Gritando palavras de ordem como “Pátria e vida”, “Abaixo a ditadura” e “Nós não temos medo”, milhares de manifestantes, na sua maioria jovens, desfilaram nas ruas de várias cidades cubanas, neste último domingo, em protesto anti-governo.
Desde a década de 1990 que Cuba não assistia a manifestações como as do fim de semana passado, que foi impulsionada pela grave crise econômica que o país vive somada à escassez de alimentos e medicamentos, e à crise sanitária provocada pela pandemia da Covid-19.
Além da capital, Havana, outras cidades como San Antonio de los Baños e Palma Soriano, foram palco das grandes manifestações, que se repetiram na segunda-feira. De acordo com a imprensa internacional, houve violência policial e várias detenções durante os protestos, que foram transmitidos ao vivo em várias contas nas redes sociais.
As imagens, os vídeos e as notícias sobre os protestos espalharam-se rapidamente nos vários canais de mídias e, segundo a Al Jazeera, geraram mais manifestações em outras regiões do país.
Desde o início da pandemia, o país, que já vem sofrendo há décadas por falta de condições básicas de sobrevivência, enfrenta maior escassez de alimentos, medicamentos e outros produtos de urgência primária, o que tem gerado forte mal-estar social. Os protestos aconteceram, aliás, no momento em que as autoridades de saúde cubanas registram novos recordes diários de infeções por Covid-19.
“Não há comida, nem medicamentos, não há liberdade. Não nos deixam viver”, afirmou à BBC um manifestante no domingo.
Mas os dirigentes cubanos não tardaram a reagir aos protestos, tendo o presidente exortado os seus apoiadores a estarem prontos para o “combate”. Num discurso televisivo especial, Miguel Díaz-Canel afirmou: “A ordem de combate está dada, os revolucionários às ruas”.

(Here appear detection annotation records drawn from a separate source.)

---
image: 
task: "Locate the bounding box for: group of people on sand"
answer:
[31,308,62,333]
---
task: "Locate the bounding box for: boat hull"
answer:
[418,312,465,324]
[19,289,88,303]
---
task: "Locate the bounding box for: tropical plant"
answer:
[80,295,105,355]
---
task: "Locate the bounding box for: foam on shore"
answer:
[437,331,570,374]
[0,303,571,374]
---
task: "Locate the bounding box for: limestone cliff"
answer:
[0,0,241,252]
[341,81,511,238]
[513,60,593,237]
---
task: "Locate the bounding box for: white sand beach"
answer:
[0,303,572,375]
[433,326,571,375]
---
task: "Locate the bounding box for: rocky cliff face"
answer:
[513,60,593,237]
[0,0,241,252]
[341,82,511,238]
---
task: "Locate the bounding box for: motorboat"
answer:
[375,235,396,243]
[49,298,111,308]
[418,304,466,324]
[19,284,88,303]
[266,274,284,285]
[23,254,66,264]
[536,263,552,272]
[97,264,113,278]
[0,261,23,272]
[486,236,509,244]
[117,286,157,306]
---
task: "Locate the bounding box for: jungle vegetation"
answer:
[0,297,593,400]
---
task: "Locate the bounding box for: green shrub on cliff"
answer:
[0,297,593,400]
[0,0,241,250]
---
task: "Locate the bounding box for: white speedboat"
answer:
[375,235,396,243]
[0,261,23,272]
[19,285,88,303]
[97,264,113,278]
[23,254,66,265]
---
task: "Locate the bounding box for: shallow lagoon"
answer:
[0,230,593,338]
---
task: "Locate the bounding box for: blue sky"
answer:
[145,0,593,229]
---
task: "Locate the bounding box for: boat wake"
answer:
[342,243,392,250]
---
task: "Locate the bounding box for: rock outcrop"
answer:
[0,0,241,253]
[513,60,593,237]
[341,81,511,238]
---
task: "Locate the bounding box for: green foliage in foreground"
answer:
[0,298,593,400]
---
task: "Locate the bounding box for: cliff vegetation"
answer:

“Convocamos todos os revolucionários do país, todos os comunistas, a tomarem as ruas”, apelou o presidente.
Em resposta às manifestações pacíficas, as autoridades e vários apoiadores do Governo interceptaram os manifestantes, tendo-se registrado violentos confrontos e detenções. Além disso, a Internet foi restringida desde a madrugada de segunda-feira e o acesso à maioria das redes sociais bloqueado.
“Não temos medo. Queremos mudança, não queremos mais ditadura”, disse outro manifestante não identificado em San Antonio.
Bloquear Internet como forma de repressão
Cuba amanheceu na segunda-feira sem Internet móvel e com uma forte presença policial nas ruas de Havana, um dia após milhares de cubanos saírem às ruas num protesto sem precedentes.
Uma “calma tensa” é como a jornalista da agência de notícias espanhola EFE classifica o ambiente em Cuba, depois das manifestações anti-governo. Mas sem Internet na ilha, a jornalista diz ser difícil “saber ao certo” o que se passa em todo o país, sendo que até meio da tarde não havia relatos nem divulgação de novas manifestações.
“Vimos como a campanha contra Cuba estava a aumentar nas redes sociais nas últimas semanas”, disse Díaz-Canel na segunda-feira. “É assim que se faz: tenta criar-se inconformidade e insatisfação manipulando emoções e sentimentos”.
Nas horas anteriores ao corte dos serviços de comunicações por Internet móvel, tinham-se multiplicado nas redes sociais as denúncias sobre repressão e violência policial sobre os manifestantes deste fim de semana.
Restringir o acesso à Internet tem se tornado, aliás, um método para abafar a dissidência de regimes autoritários em todo o mundo, ao lado de campanhas e propaganda de desinformação apoiadas pelos governo – por exemplo, governos como a China e a Coreia do Norte exercem um controlo rígido sobre o que os cidadãos comuns podem acessar online.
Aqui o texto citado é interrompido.